Chapter 4 starts to get interesting because DW writes the story of his rise to fame and the revolutionary plot of the downtrodden peasants and how they revolt against the authorities. DW can certainly write stories.
However, on June 28th, 1914, the Archduke Francis Ferdinand, the heir-apparent to the Austrian empire, was assassinated by a Serbian anarchist in Sarajevo.
The Austrian government accused the Serbian Government of instigating the murder, pressed for satisfaction and, in spite of Serbia's almost entire compliance with its demands, declared war on July 28th.
Russia mobilised on July 30th in support of her small ally Serbia. Germany took the Russian mobilisation as a threat against herself, and, on August 1st, declared war against Russia. The Germans also moved against France and notified the Belgians of their intention to march through their territory. The Belgians refused to permit this and, with France, called upon Britain to acknowledge her treaty obligations.
Germany refused to withdraw their troops from Belgian soil and so Great Britain declared war upon Germany at 1.00on the night of August 4th 1914.
The book then takes up the activities of the War and the politics and troop movements that affected everybody.
There was a definite slackening of revolutionary activity by the majority of the people owing to a widespread patriotic feeling that it was unfair to stab the Russian government in the back now that War had broken out. Now all its energies were needed to conduct an enormous campaign.
This doesn't mean that the Revolutionary Bolsheviks totally stopped their activities.

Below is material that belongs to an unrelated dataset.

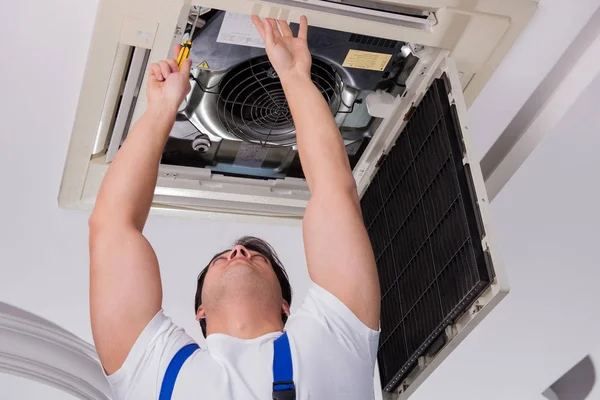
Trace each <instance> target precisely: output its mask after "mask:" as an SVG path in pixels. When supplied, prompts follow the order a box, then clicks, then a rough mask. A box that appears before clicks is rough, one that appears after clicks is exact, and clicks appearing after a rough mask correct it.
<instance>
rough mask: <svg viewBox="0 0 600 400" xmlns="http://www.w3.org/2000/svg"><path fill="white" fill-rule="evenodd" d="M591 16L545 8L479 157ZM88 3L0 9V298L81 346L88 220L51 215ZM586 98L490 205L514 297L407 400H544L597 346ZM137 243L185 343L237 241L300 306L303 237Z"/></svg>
mask: <svg viewBox="0 0 600 400" xmlns="http://www.w3.org/2000/svg"><path fill="white" fill-rule="evenodd" d="M567 4H568V5H567ZM598 4H600V0H595V1H591V0H585V1H584V0H580V1H578V2H577V7H575V6H573V2H568V3H567V2H563V1H560V0H545V1H543V2H542V3H541V5H540V11H539V13H538V14H537V16H536V17H535V18H534V20H533V21H532V23H531V26H530V27H529V28H528V29H527V31H526V32H525V34H524V36H523V38H522V40H520V42H519V43H518V44H517V45H516V47H515V49H514V51H513V52H511V54H510V55H509V56H508V59H507V62H506V63H504V64H503V65H502V66H501V67H500V68H499V69H498V71H497V74H496V75H495V76H494V78H492V80H491V81H490V84H489V85H488V86H487V87H486V88H485V89H484V92H483V93H482V95H481V97H480V99H478V101H477V102H476V103H475V104H474V106H473V107H472V109H471V111H470V118H471V128H472V129H471V131H474V132H477V134H478V146H479V149H481V150H482V151H484V150H485V149H487V148H488V147H489V146H490V145H491V144H492V142H493V140H494V138H495V137H497V136H498V135H499V134H500V133H501V132H502V130H503V129H504V127H505V126H506V125H507V124H508V123H509V122H510V119H511V118H512V117H513V116H514V114H516V112H517V111H518V109H519V108H520V106H521V105H522V104H523V103H524V102H525V100H526V99H527V98H528V96H529V94H530V93H531V92H532V91H533V89H534V88H535V86H537V84H538V83H539V82H540V81H541V80H542V79H543V77H544V76H545V74H546V73H547V72H548V71H549V70H550V68H551V67H552V65H553V64H554V62H556V61H557V60H558V58H559V57H560V55H561V54H562V51H563V50H564V47H565V46H567V45H568V43H570V41H571V40H572V39H573V37H575V35H576V34H577V32H578V31H579V29H580V28H581V27H582V26H583V25H584V23H585V21H586V20H587V18H588V17H589V16H590V15H591V14H592V12H593V11H594V10H595V9H596V8H597V7H598ZM32 7H33V8H35V10H36V12H32V11H31V9H32ZM95 7H96V2H95V1H93V0H90V1H81V0H61V1H55V2H45V1H40V0H35V1H33V2H32V1H29V2H2V3H1V5H0V16H1V17H0V19H1V21H0V50H1V51H2V53H3V54H5V55H9V56H8V57H5V58H4V62H3V63H2V65H1V66H0V68H1V70H0V87H2V91H1V92H0V96H1V97H0V99H1V100H0V105H1V106H2V107H0V121H2V125H1V126H2V128H1V129H2V131H1V134H0V148H1V149H2V150H3V153H2V155H1V156H0V170H1V171H2V172H3V173H2V182H1V184H2V195H1V196H0V221H1V222H0V256H1V260H2V261H1V262H0V268H1V279H0V301H5V302H8V303H11V304H13V305H16V306H19V307H21V308H23V309H25V310H28V311H30V312H34V313H36V314H38V315H40V316H42V317H44V318H47V319H49V320H51V321H53V322H55V323H57V324H59V325H61V326H63V327H64V328H66V329H68V330H70V331H72V332H73V333H75V334H76V335H78V336H80V337H82V338H83V339H84V340H88V341H91V332H90V327H89V311H88V256H87V214H86V213H84V212H75V211H64V210H59V209H58V208H57V203H56V196H57V193H58V186H59V183H60V177H61V173H62V167H63V163H64V159H65V155H66V149H67V144H68V140H69V135H70V131H71V125H72V122H73V118H74V114H75V107H76V102H77V96H78V93H79V90H80V85H81V81H82V75H83V67H84V65H83V62H84V61H83V60H85V58H86V54H87V48H88V46H89V41H90V35H91V29H92V25H93V22H94V13H95ZM50 16H51V18H50ZM27 49H30V54H29V55H28V52H27V51H26V50H27ZM10 55H12V56H10ZM597 93H600V79H597V80H596V81H595V82H594V84H593V86H592V87H590V89H589V90H588V91H587V92H586V93H585V95H584V97H582V98H581V99H580V100H579V101H578V103H577V105H576V107H574V108H573V109H572V110H571V111H570V112H569V113H568V115H567V116H566V117H565V119H564V120H563V122H562V123H561V124H560V126H559V127H557V129H556V130H555V131H554V132H552V133H550V134H549V135H548V136H547V137H546V139H545V140H544V142H542V144H541V145H540V146H539V147H538V149H536V151H535V152H534V153H533V154H532V156H531V157H530V158H529V159H528V160H527V161H526V162H525V164H524V165H523V166H522V167H521V169H520V170H519V171H518V172H517V174H516V175H515V176H514V178H513V179H512V180H511V181H510V182H509V183H508V185H507V186H506V187H505V188H504V190H503V191H502V192H501V193H500V194H499V195H498V197H497V198H496V199H495V201H494V203H493V205H492V210H493V214H494V219H495V221H496V228H497V229H496V231H497V233H498V235H497V236H498V242H500V244H501V246H500V247H501V250H502V254H503V257H504V260H505V262H506V265H507V269H508V272H509V277H510V280H511V284H512V292H511V294H510V295H509V297H507V298H506V299H505V300H504V301H503V302H502V303H501V304H500V306H499V307H498V309H497V310H496V311H494V312H493V313H492V314H491V315H490V316H489V318H487V319H486V320H485V321H484V322H483V324H482V325H481V326H480V328H478V329H476V330H475V331H474V332H473V334H472V335H471V336H470V337H469V338H468V339H467V340H466V341H465V342H464V343H463V344H462V345H461V346H460V347H459V348H458V349H457V350H456V351H455V353H453V355H452V356H451V357H450V358H449V359H448V360H447V361H446V362H444V363H443V365H442V366H441V367H440V368H439V369H438V371H436V372H435V373H434V374H433V375H432V376H431V378H430V379H429V380H428V381H427V382H426V383H425V384H424V385H423V387H422V388H421V389H420V390H418V391H417V393H416V394H415V395H414V399H432V398H442V397H443V398H457V399H458V398H460V399H461V400H465V399H477V400H479V399H481V398H482V397H484V398H486V399H509V398H510V399H520V398H523V399H531V398H539V396H538V394H539V393H540V392H541V391H543V390H544V389H545V388H546V387H547V386H548V385H549V384H550V383H552V382H553V381H554V380H555V379H556V378H558V377H559V376H560V375H562V373H564V372H565V371H566V370H567V369H568V368H569V367H570V366H571V365H573V364H574V363H576V362H577V361H579V359H581V358H582V357H583V356H584V355H585V353H586V352H587V351H589V350H591V349H592V343H593V342H592V341H593V340H594V338H597V337H599V336H600V318H598V311H597V310H596V309H595V308H596V307H594V305H595V304H600V292H599V291H598V290H597V289H596V286H597V285H596V282H597V281H598V279H600V269H598V268H597V266H598V261H597V259H596V257H595V252H594V248H595V246H596V245H597V244H596V243H595V242H596V240H595V239H597V238H598V237H599V236H600V235H599V234H598V233H597V226H598V225H600V217H599V212H598V209H597V204H598V203H599V202H600V189H599V188H598V185H597V184H595V182H597V176H596V175H597V170H598V167H597V164H596V163H595V162H594V160H595V159H596V160H597V159H598V154H600V139H599V138H600V136H598V133H600V115H599V113H598V112H597V109H596V108H597V107H594V104H598V101H597V98H598V95H597ZM559 163H560V165H559ZM146 234H147V236H148V237H149V240H150V241H151V243H152V244H153V245H154V247H155V249H156V252H157V254H158V257H159V260H160V261H161V272H162V276H163V281H164V287H165V290H164V292H165V302H164V304H165V308H166V309H167V311H168V312H169V313H170V314H171V315H172V316H173V318H174V319H175V321H176V322H178V323H181V324H182V325H184V326H185V327H186V328H188V329H189V330H190V332H191V333H193V334H195V335H197V334H198V332H199V329H198V328H197V326H196V325H195V323H194V321H193V312H192V303H193V295H194V289H195V282H194V281H195V276H196V274H197V272H198V271H199V270H200V269H201V268H202V267H203V266H204V263H205V262H206V261H207V260H208V258H209V257H210V256H211V255H212V254H213V253H214V252H216V251H217V250H219V249H221V248H223V247H225V246H226V245H228V244H230V242H231V241H232V240H233V239H234V238H236V237H237V236H240V235H242V234H255V235H259V236H261V237H264V238H265V239H267V240H269V241H271V243H272V244H273V245H274V247H275V248H276V249H278V250H279V252H280V255H281V257H282V259H283V261H284V263H285V264H286V265H287V266H288V269H289V272H290V275H291V279H292V282H293V283H294V284H295V288H296V295H297V296H296V300H298V299H299V298H301V297H302V294H303V292H304V290H305V287H306V279H307V275H306V271H305V266H304V255H303V251H302V239H301V233H300V231H299V229H298V228H293V227H285V226H264V225H247V224H241V223H240V224H237V223H233V222H224V221H223V222H221V221H204V220H200V219H189V220H186V219H177V218H164V217H151V218H150V220H149V222H148V226H147V229H146ZM4 384H5V380H4V379H3V380H0V387H2V388H4ZM36 385H37V384H36Z"/></svg>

They did not disguise their intention of confiscating the property of the rich, looting, killing and performing the most horrible atrocities upon members of the upper classes in every part of the new Soviet State with the intention of utterly uprooting the capitalist system.
Although I prefer DW's fiction to his historical 'non fiction' books I am really pleased that I now know of Voroshilov and his exploits.
A few observations.
Voroshilov' wife was Catherina Davydovna, a ballet dancer.
I'm was wondering whether DW may have been influenced by these people when writing The Forbidden Territory, as Simon Aaron becomes romantically involved with Valeria Petrovna Karkoff from the Moscow Arts Theatre.
The Duke de Reichleau (as it was then) tells Simon "..that friendship (Simon and Valeria) can most certainly do us no harm. The famous artistes are as powerful (in Russia) now as they ever were-more so, perhaps. It is always so after a revolution; the one thing the people will not allow the dictators to interfere with is their amusements.
The most powerful Kommissar would hesitate before offending a prima donna or a ballerina!."
On page 234 Red Eagle (Lymington Hardback) DW states that, ".Somewhere in the little known northern wastes of the great dessert of Gobi (Mongolia), that strange romantic country beyond which lie the mountains of James Hilton's Lost Horizon".
I think DW got this mixed up, as James Hilton book relates to a plane crash in Northern India and the survivors trek into the Himalayas (Tibet?) where four travellers find a Monastery called Shangri-la.
Later in the book, the monastery has sent out a rescue party and the four travellers arrive in safety at Shangri-La and are astonished to find civilized amenities, warmth, and enlightened conversation. The overall feel of the book up to this point, about one-third of the way through the book, has been consistent with the lost-world adventure story, in which a group of travellers arrive at some remote location in the world and discover a lost civilization of some kind. Doyle's The Lost World is one of the most famous examples of this genre, and it has the most apropos name;
We now classify three of DW's books as Lost World books, 'They Found Atlantis' , 'Uncharted Sea's? and 'The man who missed the war' .
So we have a three way 'Lost world connection' with James Hilton (DW's friend) and Conan Doyle who DW greatly admired.